Emmy for JT?
Hey, girl, Justin Timberlake’s got somethin’ real important to give you. So, just sit down and listen to how he earned an Emmy nomination singing this song on Saturday Night Live. Girl, you know you’ve been listening for such a long time, and now J-Tim’s ready to lay it on the line. It’s not Christmas, but his heart is open wide. He’s gonna give you something so you know what’s on his mind: a gift real special, so take off the top. Take a look inside — it’s his dick in a box.
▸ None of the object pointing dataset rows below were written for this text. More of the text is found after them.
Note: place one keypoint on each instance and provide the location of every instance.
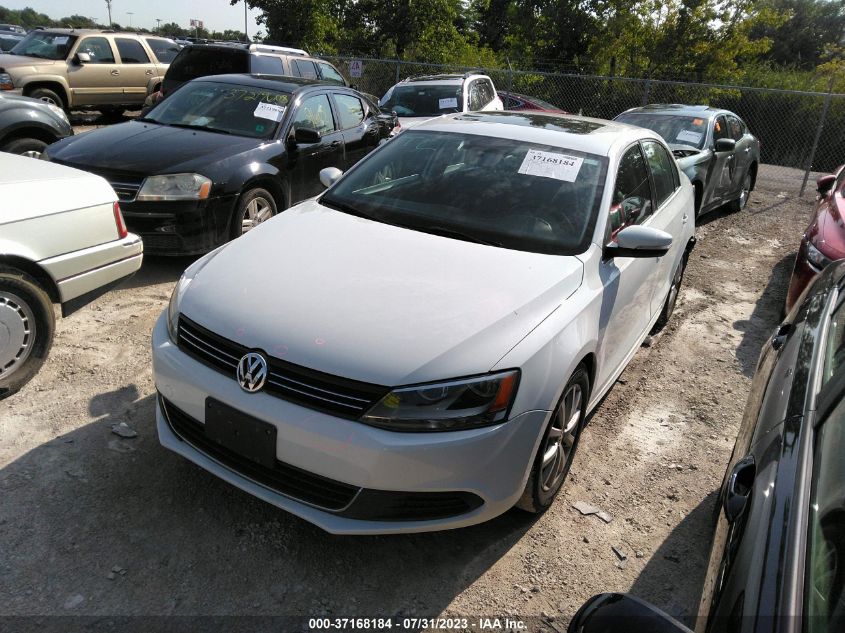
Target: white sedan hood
(374, 302)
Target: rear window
(198, 61)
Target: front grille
(283, 478)
(316, 390)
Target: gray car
(713, 147)
(27, 125)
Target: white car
(418, 99)
(62, 240)
(419, 351)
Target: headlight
(466, 403)
(175, 187)
(173, 307)
(816, 257)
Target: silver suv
(86, 68)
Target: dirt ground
(93, 524)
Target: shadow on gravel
(683, 555)
(766, 315)
(96, 524)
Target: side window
(350, 110)
(316, 113)
(306, 68)
(662, 170)
(720, 128)
(329, 73)
(98, 49)
(131, 51)
(631, 202)
(266, 65)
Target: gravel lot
(93, 524)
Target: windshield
(508, 193)
(44, 45)
(423, 99)
(675, 129)
(223, 108)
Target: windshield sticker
(550, 165)
(689, 136)
(269, 111)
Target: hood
(149, 148)
(55, 187)
(374, 302)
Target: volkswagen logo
(252, 372)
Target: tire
(27, 324)
(31, 147)
(45, 94)
(254, 207)
(740, 203)
(671, 296)
(553, 459)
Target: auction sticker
(551, 165)
(269, 111)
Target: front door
(306, 160)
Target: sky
(217, 15)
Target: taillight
(118, 220)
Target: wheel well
(36, 272)
(57, 88)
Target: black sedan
(223, 153)
(777, 564)
(713, 147)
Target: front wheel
(254, 207)
(557, 449)
(27, 323)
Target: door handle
(740, 484)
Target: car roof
(595, 136)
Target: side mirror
(329, 176)
(825, 183)
(639, 241)
(306, 135)
(621, 613)
(725, 145)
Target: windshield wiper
(204, 128)
(446, 232)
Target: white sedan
(418, 348)
(62, 240)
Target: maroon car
(515, 101)
(824, 239)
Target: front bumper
(490, 464)
(190, 227)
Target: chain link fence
(802, 134)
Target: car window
(131, 51)
(267, 65)
(315, 113)
(631, 201)
(824, 607)
(516, 194)
(306, 68)
(350, 110)
(329, 73)
(662, 168)
(98, 49)
(164, 50)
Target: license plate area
(249, 437)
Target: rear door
(305, 160)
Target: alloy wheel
(17, 332)
(560, 441)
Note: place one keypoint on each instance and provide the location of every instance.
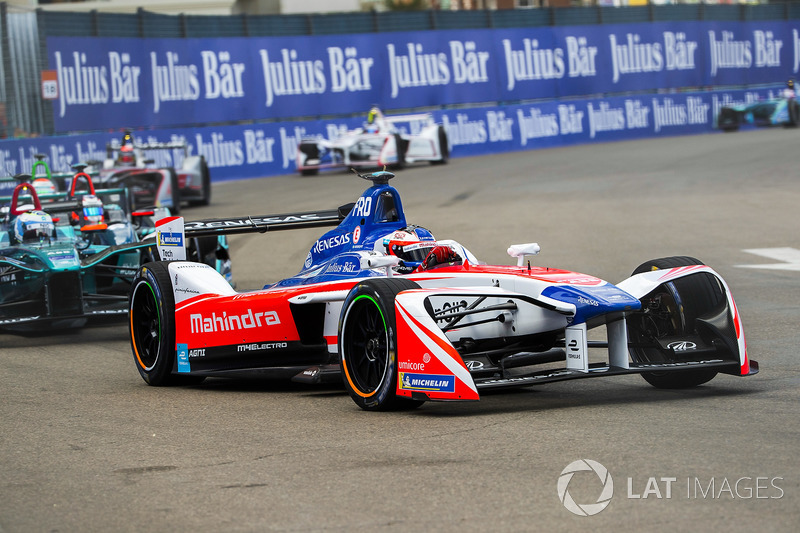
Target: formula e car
(402, 318)
(66, 257)
(781, 111)
(379, 143)
(149, 171)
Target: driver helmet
(412, 245)
(33, 227)
(44, 186)
(92, 209)
(125, 157)
(373, 120)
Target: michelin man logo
(585, 509)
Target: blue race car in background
(66, 257)
(781, 111)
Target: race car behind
(402, 318)
(380, 142)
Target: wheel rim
(366, 344)
(145, 326)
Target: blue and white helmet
(33, 227)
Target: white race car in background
(130, 164)
(379, 143)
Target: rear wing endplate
(263, 223)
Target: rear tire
(205, 176)
(680, 302)
(152, 326)
(401, 152)
(793, 109)
(176, 193)
(368, 344)
(444, 148)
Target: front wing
(430, 368)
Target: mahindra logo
(681, 346)
(226, 322)
(473, 365)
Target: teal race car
(67, 257)
(782, 111)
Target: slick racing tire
(202, 250)
(793, 108)
(368, 344)
(679, 304)
(443, 147)
(401, 146)
(152, 326)
(176, 193)
(205, 176)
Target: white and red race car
(380, 142)
(402, 318)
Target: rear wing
(172, 232)
(417, 117)
(265, 223)
(115, 145)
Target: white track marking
(790, 258)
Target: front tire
(444, 147)
(793, 109)
(368, 344)
(176, 193)
(679, 304)
(152, 326)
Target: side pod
(640, 285)
(428, 366)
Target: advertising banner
(110, 83)
(267, 149)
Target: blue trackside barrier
(268, 149)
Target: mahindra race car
(379, 143)
(402, 318)
(65, 257)
(131, 164)
(781, 111)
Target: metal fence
(23, 35)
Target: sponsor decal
(200, 323)
(408, 365)
(427, 382)
(170, 239)
(251, 221)
(258, 347)
(681, 346)
(183, 358)
(363, 207)
(323, 245)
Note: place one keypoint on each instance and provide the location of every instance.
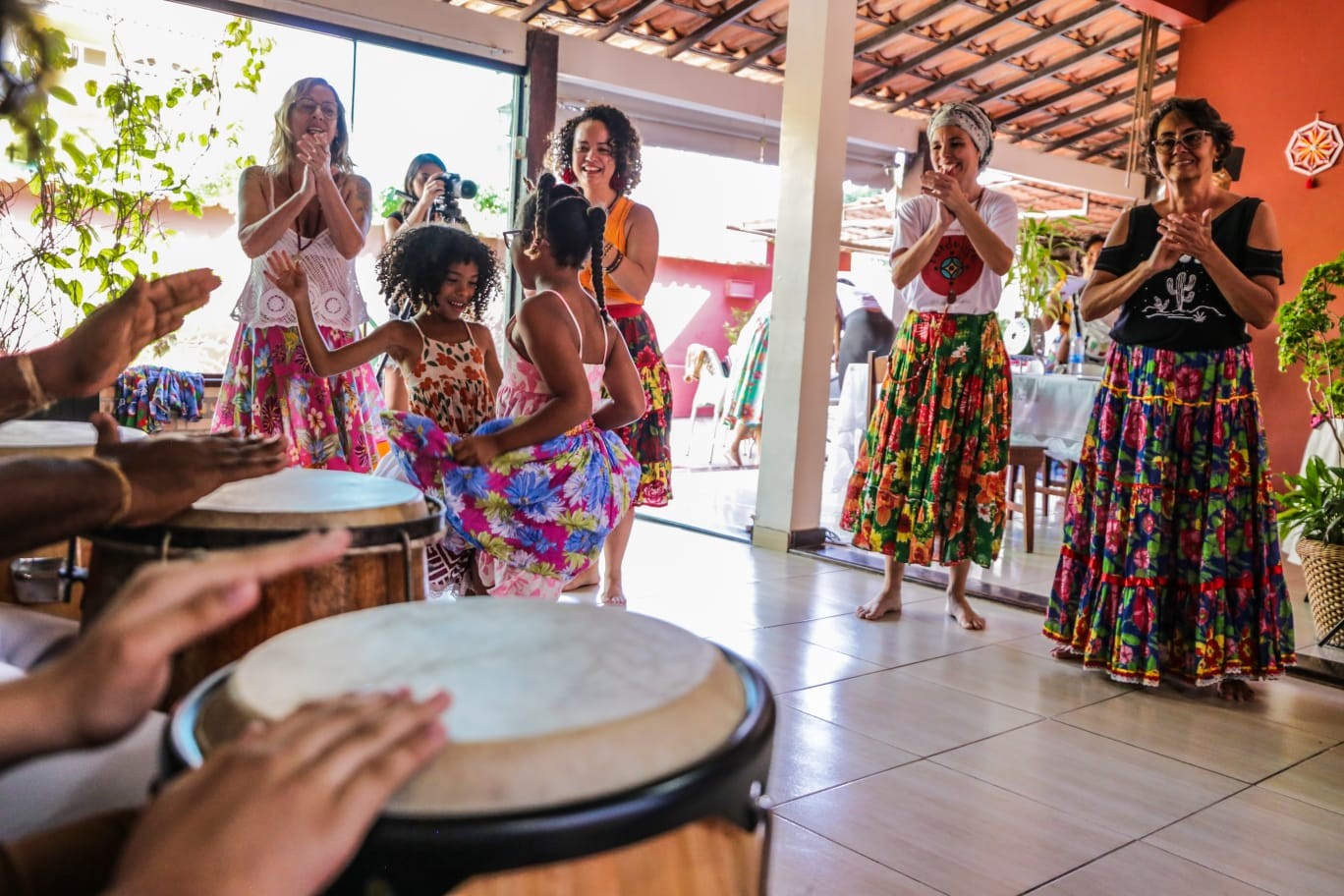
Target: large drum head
(552, 704)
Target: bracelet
(114, 468)
(37, 399)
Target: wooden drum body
(590, 752)
(390, 524)
(50, 438)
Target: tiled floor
(917, 757)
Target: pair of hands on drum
(281, 812)
(168, 475)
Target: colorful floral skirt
(537, 515)
(1171, 562)
(928, 481)
(649, 437)
(746, 383)
(269, 390)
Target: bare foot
(879, 606)
(1235, 690)
(585, 579)
(960, 610)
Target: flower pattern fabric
(1171, 559)
(269, 388)
(928, 481)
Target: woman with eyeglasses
(310, 204)
(1171, 562)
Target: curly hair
(282, 143)
(413, 266)
(625, 146)
(570, 229)
(1199, 113)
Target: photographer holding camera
(430, 194)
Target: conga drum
(40, 579)
(590, 752)
(390, 524)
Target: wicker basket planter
(1324, 567)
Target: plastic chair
(704, 368)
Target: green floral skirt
(928, 481)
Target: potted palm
(1312, 336)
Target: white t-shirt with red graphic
(954, 267)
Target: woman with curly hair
(598, 152)
(308, 203)
(1169, 564)
(449, 369)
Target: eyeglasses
(1191, 140)
(308, 106)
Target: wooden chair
(1025, 464)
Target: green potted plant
(1312, 336)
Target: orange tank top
(614, 234)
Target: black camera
(445, 204)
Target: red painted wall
(1269, 68)
(705, 325)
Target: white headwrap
(970, 119)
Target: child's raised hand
(288, 274)
(476, 450)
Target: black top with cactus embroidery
(1182, 307)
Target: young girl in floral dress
(539, 489)
(448, 364)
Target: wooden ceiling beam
(919, 59)
(1007, 53)
(709, 28)
(625, 18)
(1092, 84)
(1088, 110)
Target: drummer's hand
(282, 811)
(476, 450)
(108, 340)
(170, 473)
(119, 668)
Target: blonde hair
(282, 143)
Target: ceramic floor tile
(1244, 747)
(789, 662)
(909, 712)
(1139, 868)
(811, 754)
(1318, 781)
(1040, 686)
(952, 832)
(1099, 781)
(1266, 840)
(923, 632)
(804, 864)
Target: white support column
(807, 252)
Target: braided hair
(413, 267)
(557, 218)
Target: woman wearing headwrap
(928, 481)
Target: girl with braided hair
(537, 490)
(598, 152)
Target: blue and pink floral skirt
(1171, 560)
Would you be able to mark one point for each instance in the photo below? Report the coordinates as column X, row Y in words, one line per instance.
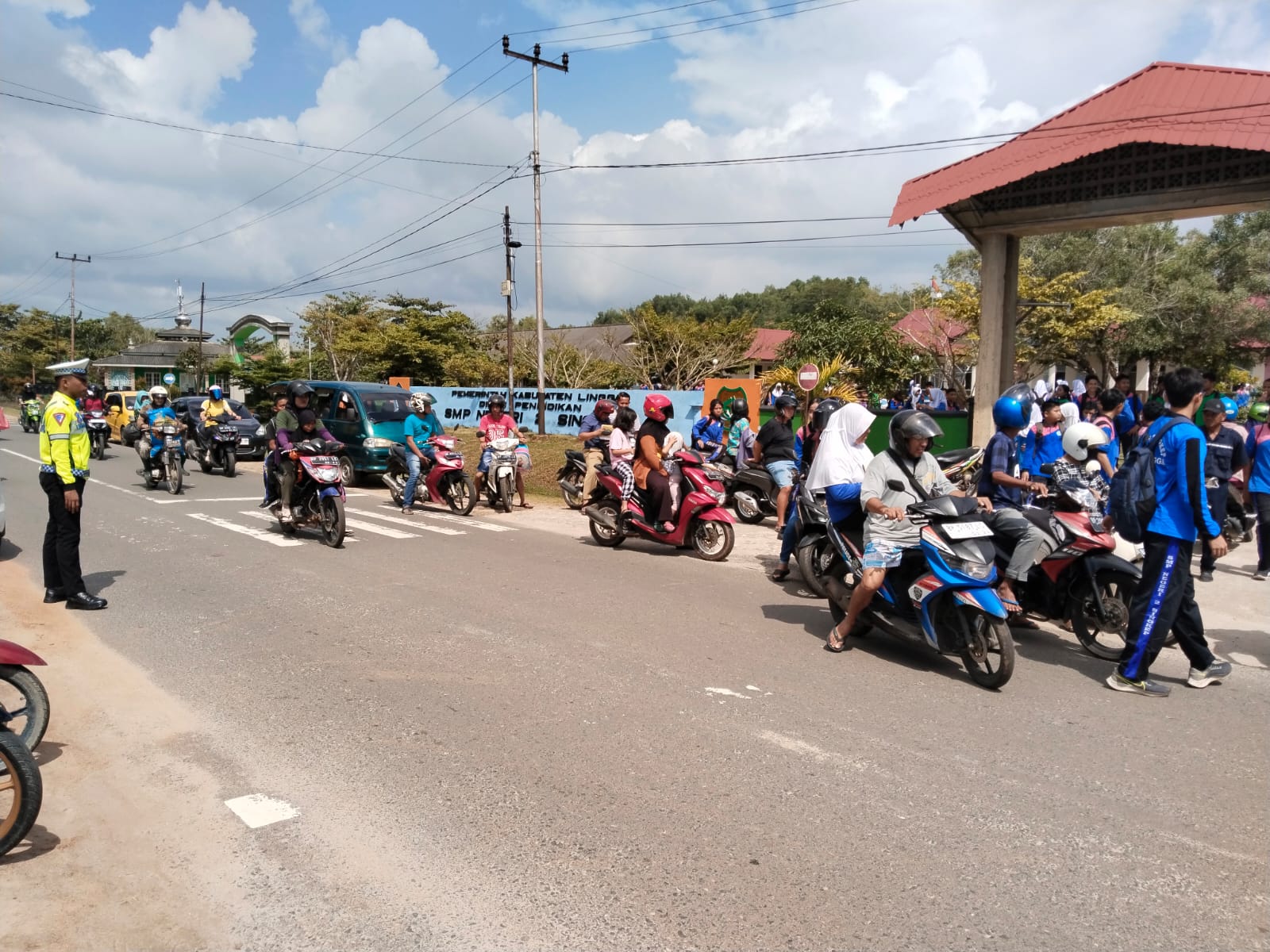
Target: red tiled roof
column 930, row 328
column 768, row 342
column 1166, row 103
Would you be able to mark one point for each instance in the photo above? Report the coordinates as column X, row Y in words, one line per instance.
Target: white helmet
column 1083, row 438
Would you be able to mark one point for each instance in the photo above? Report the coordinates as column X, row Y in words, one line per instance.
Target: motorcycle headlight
column 976, row 570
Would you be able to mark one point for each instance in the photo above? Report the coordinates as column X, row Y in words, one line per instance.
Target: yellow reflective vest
column 64, row 442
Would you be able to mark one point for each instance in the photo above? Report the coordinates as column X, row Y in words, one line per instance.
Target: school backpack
column 1132, row 501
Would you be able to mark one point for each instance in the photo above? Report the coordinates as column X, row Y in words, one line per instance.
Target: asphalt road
column 503, row 736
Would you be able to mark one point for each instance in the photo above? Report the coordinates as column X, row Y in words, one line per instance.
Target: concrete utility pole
column 74, row 259
column 507, row 292
column 535, row 61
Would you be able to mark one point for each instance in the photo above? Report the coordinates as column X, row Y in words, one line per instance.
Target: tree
column 880, row 357
column 681, row 353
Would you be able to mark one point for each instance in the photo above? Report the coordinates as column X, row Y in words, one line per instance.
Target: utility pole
column 75, row 259
column 202, row 298
column 535, row 61
column 507, row 292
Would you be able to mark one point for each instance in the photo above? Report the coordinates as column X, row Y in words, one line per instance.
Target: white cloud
column 848, row 76
column 67, row 8
column 314, row 25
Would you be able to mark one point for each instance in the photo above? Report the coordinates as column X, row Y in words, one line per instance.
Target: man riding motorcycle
column 156, row 410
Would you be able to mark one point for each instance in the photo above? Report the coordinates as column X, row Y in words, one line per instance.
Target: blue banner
column 464, row 406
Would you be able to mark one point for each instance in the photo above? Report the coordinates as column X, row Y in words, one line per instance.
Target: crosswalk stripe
column 400, row 520
column 247, row 530
column 465, row 520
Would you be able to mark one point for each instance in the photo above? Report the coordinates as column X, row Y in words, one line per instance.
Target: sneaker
column 1218, row 670
column 1147, row 689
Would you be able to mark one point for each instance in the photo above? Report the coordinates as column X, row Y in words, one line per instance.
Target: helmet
column 657, row 406
column 1014, row 408
column 911, row 423
column 298, row 389
column 821, row 418
column 1083, row 440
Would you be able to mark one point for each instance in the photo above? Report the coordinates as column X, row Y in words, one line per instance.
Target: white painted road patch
column 258, row 810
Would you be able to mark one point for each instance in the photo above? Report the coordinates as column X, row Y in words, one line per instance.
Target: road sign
column 808, row 376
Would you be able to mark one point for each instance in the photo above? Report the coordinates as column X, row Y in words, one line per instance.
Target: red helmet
column 657, row 406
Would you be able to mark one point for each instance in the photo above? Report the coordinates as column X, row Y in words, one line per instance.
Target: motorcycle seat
column 950, row 457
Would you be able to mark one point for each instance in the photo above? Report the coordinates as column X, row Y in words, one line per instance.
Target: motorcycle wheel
column 747, row 508
column 175, row 474
column 988, row 654
column 1103, row 640
column 460, row 494
column 505, row 493
column 21, row 791
column 813, row 562
column 713, row 541
column 29, row 717
column 333, row 520
column 575, row 479
column 603, row 535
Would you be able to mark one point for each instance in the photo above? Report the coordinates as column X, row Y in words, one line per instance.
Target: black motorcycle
column 216, row 447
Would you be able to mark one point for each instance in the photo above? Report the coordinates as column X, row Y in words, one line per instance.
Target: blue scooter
column 941, row 594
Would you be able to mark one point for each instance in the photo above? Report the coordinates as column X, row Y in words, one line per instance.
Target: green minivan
column 366, row 418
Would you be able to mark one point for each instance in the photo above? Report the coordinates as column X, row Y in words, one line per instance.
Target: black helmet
column 298, row 389
column 911, row 423
column 821, row 418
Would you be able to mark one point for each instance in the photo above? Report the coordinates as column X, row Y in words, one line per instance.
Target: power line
column 251, row 139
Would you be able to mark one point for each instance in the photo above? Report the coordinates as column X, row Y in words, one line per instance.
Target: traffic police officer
column 64, row 455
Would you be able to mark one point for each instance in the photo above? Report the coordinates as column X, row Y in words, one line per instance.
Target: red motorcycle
column 440, row 482
column 702, row 524
column 23, row 700
column 1083, row 581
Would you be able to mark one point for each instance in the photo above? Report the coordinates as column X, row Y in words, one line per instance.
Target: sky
column 374, row 145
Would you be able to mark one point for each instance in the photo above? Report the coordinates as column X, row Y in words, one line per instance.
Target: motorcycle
column 98, row 432
column 318, row 497
column 700, row 524
column 168, row 463
column 501, row 479
column 962, row 467
column 23, row 700
column 1083, row 581
column 29, row 416
column 941, row 594
column 217, row 447
column 441, row 482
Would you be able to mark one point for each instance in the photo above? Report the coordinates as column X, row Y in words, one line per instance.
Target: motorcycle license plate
column 967, row 530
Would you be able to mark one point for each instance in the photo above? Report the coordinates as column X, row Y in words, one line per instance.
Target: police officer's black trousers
column 61, row 536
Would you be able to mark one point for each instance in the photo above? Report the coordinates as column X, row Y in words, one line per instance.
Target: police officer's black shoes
column 86, row 602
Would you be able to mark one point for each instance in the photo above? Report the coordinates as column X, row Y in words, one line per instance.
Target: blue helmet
column 1014, row 408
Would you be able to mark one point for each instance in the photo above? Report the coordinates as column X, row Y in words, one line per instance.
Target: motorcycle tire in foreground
column 21, row 791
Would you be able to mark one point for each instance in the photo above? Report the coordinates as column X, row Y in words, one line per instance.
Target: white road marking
column 465, row 520
column 1246, row 660
column 258, row 810
column 403, row 520
column 728, row 692
column 247, row 530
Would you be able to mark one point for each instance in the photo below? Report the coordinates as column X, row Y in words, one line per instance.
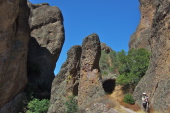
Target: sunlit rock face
column 155, row 17
column 90, row 86
column 14, row 36
column 66, row 81
column 47, row 38
column 79, row 76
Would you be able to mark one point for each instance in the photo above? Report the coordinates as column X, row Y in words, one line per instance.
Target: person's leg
column 144, row 106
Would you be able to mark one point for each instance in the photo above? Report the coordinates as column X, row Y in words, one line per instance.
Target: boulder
column 47, row 38
column 14, row 36
column 105, row 48
column 66, row 82
column 156, row 81
column 90, row 86
column 79, row 76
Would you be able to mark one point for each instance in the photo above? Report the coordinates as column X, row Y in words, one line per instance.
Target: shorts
column 144, row 105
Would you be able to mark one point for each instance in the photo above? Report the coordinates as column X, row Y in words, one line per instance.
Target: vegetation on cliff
column 129, row 67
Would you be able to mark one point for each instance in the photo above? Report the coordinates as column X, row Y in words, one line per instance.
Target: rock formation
column 14, row 36
column 155, row 30
column 105, row 48
column 78, row 76
column 65, row 83
column 90, row 87
column 47, row 38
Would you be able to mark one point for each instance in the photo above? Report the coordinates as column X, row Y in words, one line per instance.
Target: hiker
column 145, row 101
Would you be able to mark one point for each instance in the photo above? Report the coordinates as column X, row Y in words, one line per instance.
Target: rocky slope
column 78, row 76
column 14, row 36
column 47, row 38
column 154, row 35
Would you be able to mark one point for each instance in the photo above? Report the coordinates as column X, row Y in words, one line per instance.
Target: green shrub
column 71, row 105
column 128, row 99
column 38, row 106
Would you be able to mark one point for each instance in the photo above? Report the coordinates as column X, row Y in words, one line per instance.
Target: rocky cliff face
column 47, row 38
column 105, row 48
column 78, row 76
column 14, row 36
column 66, row 82
column 156, row 21
column 90, row 87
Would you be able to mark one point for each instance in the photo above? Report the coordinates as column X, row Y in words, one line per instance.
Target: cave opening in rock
column 75, row 89
column 109, row 85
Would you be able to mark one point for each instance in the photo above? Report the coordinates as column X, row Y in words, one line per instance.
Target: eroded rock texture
column 14, row 36
column 90, row 87
column 47, row 38
column 156, row 82
column 105, row 48
column 66, row 82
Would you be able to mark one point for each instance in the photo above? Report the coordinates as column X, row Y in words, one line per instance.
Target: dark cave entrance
column 109, row 85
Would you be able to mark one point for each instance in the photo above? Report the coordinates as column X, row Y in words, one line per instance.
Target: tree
column 133, row 67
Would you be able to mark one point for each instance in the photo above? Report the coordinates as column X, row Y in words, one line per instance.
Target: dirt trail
column 117, row 96
column 128, row 110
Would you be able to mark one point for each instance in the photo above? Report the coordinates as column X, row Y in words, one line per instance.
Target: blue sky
column 113, row 20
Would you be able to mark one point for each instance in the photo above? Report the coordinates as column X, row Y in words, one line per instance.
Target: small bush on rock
column 128, row 99
column 38, row 106
column 71, row 105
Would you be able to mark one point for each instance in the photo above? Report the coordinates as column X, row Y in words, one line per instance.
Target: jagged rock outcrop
column 90, row 86
column 78, row 76
column 47, row 38
column 105, row 48
column 65, row 83
column 156, row 82
column 140, row 39
column 14, row 36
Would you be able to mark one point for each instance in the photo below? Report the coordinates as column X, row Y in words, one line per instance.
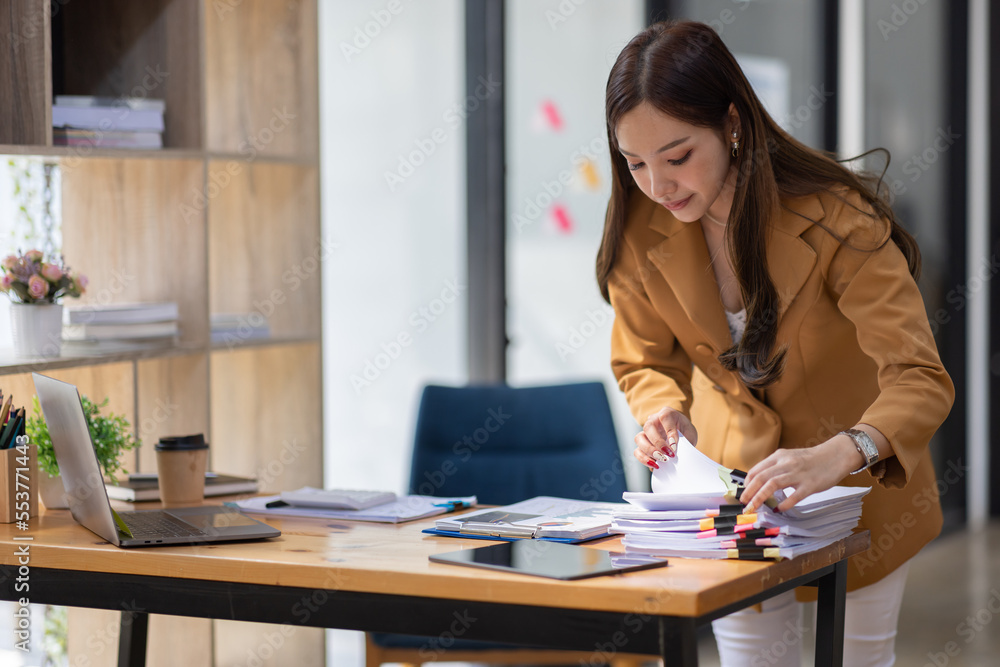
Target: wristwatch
column 865, row 445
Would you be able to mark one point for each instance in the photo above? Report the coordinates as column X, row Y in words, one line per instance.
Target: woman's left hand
column 808, row 470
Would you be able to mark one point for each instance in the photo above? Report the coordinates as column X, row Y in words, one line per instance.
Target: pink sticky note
column 561, row 217
column 552, row 115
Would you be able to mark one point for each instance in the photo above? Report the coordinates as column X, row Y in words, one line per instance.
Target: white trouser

Between Justin’s boxed lunch, and Triple Six’s pimping, Memphis really is in a position to become the raunch-and-roll capital of the United States.
Bush Whackers
In the beginning, there were strip clubs. And then there were sexy maid services. Then there was the brouhaha over a topless car wash. Now, for the right price, Memphis’ Tiger Time Lawn Care will send beautiful, bikini-clad lawn-care workers to mow and trim your grass. It’s not clear whether or not Tiger Time’s beauties are allowed to trim the bushes, however, as there may be a city ordinance maintaining that workers in SOBs (sod-oriented businesses) stay at least 12 inches away from the shrubbery at all times.
Southsploitation
Mike McCarthy, Memphis’ master of sexy, low-budget sci-fi filmmaking, got a shout out in the most recent edition of Oxford American. Writer David Smay says you should watch McCarthy’s films “because you’re a horny, deep-fried, hip-wiggling, butter-bean-eating, hairdo fanatic.” He could have stopped before “deep fried.”
J-Tim Again
According to New York magazine, Southern Hospitality, Justin Timberlake’s new New York restaurant, features St. Louis-style ribs. Now that’s obscene.